In Anwendung dieser Grundsätze sind Administrationsrechte an einer Facebook-Seite jedenfalls dann von der Herausgabepflicht umfasst, wenn ein Vorstandsmitglied, wenn auch systembedingt unter Nutzung eines privaten Accounts, im Auftrag des Vereins für diesen einen Facebook-Auftritt geschaffen hat.

bb) Um einen solchen Fall handelt es sich hier.

Dies ist in tatsächlicher Hinsicht freilich streitig.
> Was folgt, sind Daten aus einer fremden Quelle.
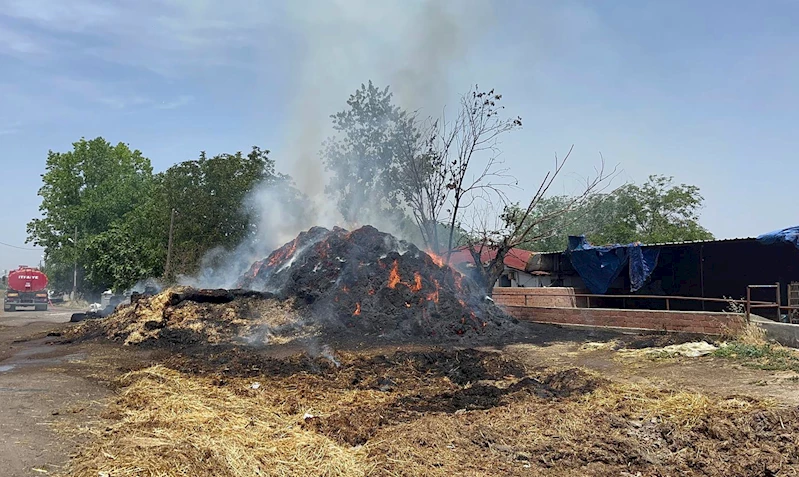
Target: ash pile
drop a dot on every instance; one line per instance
(368, 283)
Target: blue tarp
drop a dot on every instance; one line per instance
(789, 235)
(599, 266)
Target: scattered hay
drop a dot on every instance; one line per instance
(688, 350)
(168, 319)
(766, 356)
(431, 413)
(169, 424)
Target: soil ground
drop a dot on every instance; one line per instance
(48, 386)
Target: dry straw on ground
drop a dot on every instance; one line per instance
(302, 421)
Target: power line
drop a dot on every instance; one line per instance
(20, 248)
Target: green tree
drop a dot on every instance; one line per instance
(654, 212)
(658, 211)
(370, 136)
(86, 190)
(209, 197)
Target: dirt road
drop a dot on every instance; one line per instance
(22, 318)
(35, 391)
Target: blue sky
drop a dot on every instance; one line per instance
(702, 91)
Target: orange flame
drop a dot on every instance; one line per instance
(433, 296)
(417, 282)
(394, 277)
(437, 259)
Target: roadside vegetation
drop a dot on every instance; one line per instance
(766, 356)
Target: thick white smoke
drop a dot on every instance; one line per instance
(416, 47)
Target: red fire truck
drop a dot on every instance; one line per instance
(26, 286)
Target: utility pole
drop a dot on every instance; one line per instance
(75, 271)
(169, 245)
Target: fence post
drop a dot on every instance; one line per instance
(748, 303)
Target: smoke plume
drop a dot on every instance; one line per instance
(415, 47)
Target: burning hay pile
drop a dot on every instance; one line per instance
(369, 282)
(334, 283)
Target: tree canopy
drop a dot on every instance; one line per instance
(654, 212)
(86, 190)
(122, 212)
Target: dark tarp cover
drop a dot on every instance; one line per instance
(789, 235)
(599, 266)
Das Amtsgericht hat aber zu Recht das wechselseitige Parteivorbringen, die vorgelegten Unterlagen und die Angaben der Beklagten im Rahmen ihrer persönlichen Anhörung in der Gesamtschau in diesem Sinne ausgewertet.
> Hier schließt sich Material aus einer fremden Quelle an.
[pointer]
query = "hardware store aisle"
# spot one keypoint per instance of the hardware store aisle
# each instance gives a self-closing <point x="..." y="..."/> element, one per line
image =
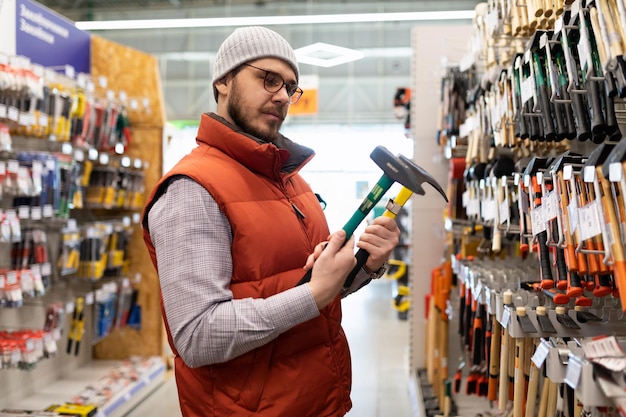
<point x="379" y="345"/>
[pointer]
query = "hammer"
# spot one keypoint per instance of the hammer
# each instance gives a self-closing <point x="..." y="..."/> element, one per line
<point x="395" y="205"/>
<point x="394" y="170"/>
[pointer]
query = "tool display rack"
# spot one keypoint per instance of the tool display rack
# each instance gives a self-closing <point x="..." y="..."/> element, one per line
<point x="104" y="208"/>
<point x="532" y="123"/>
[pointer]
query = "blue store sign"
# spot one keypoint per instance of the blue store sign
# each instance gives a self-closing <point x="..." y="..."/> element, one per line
<point x="50" y="39"/>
(1) Die genannten Angaben der Beklagten sprechen am stärksten für diese Wertung. Sie hat in der mündlichen Verhandlung vor dem Amtsgericht Folgendes erklärt: „Ich habe für den Verein die Facebook-Seite errichtet und habe meine Vorstandskollegen in der Sitzung darüber informiert. Da diese keine Ahnung von Facebook haben, haben sie mir vertraut und haben dem sozusagen zugestimmt“ (Sitzungsniederschrift vom 28.10.2019, S. 2; Bl. 455 R d.A.). Aus diesen Worten spricht das Verständnis, eine Tätigkeit in der Eigenschaft als Vorstandsmitglied ausgeübt zu haben. Inwieweit die Beklagte durch einen förmlichen Beschluss hiermit im engeren Sinne beauftragt wurde, ist nicht entscheidend. Denn § 27 Abs. 3 S. 1 verweist zwar auf das Auftragsrecht, setzt für Herausgabeansprüche aus § 667 BGB aber nicht voraus, dass das einzelne Vorstandsmitglied i.S.v. § 662 BGB beauftragt wurde, sondern allein, dass es aus der Ausübung seines Amtes etwas erlangt hat (vgl. BeckOGK/Segna, 01.07.2020, § 27 BGB Rn. 102).
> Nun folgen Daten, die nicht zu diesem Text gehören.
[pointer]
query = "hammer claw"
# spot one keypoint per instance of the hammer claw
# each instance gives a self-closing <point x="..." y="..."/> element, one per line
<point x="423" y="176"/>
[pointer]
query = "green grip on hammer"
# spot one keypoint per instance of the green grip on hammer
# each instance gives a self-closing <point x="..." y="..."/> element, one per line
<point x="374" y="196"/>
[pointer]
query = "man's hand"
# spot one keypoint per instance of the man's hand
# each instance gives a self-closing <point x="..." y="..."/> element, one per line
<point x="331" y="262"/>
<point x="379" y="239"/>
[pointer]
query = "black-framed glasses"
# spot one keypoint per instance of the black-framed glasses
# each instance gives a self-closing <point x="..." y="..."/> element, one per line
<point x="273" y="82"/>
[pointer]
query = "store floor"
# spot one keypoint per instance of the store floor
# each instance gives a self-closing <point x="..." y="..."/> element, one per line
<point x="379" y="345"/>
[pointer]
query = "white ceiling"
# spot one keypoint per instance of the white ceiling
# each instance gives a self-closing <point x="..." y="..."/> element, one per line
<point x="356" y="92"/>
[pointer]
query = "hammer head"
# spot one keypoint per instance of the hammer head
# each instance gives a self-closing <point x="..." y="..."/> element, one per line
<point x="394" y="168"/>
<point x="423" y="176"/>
Mit diesen Angaben hat die Beklagte eine zentrale Behauptung der Klägerseite wirksam zugestanden. Dass diese Behauptung in Widerspruch zu dem schriftsätzlichen Vorbringen steht, ist unschädlich, denn die Partei kann auch im Anwaltsprozess Tatsachen zugestehen, die ihr Anwalt vorher bestritten hatte (Zöller/Althammer, ZPO, 33. Aufl. 2020, § 85 Rn. 9).

(2) Dass die Facebook-Seite, zunächst von der Beklagten allein gepflegt, eine Seite des Vereins sein sollte und es nach ihrem Verständnis auch war, wird zusätzlich daran anschaulich, dass sämtliche Posts in der Wir-Form gehalten sind und vielfach auf diese oder andere Weise ausdrücklich auf Veranstaltungen des Vereins oder auf den Verein selbst hinweisen, z.B. am 23.10.2011: „Es ist wichtig, daß diese Seite bekannter wird. …“ (vgl. dazu und zu weiteren Beispielen Anlage K 11; Bl. 128 ff. d.A.).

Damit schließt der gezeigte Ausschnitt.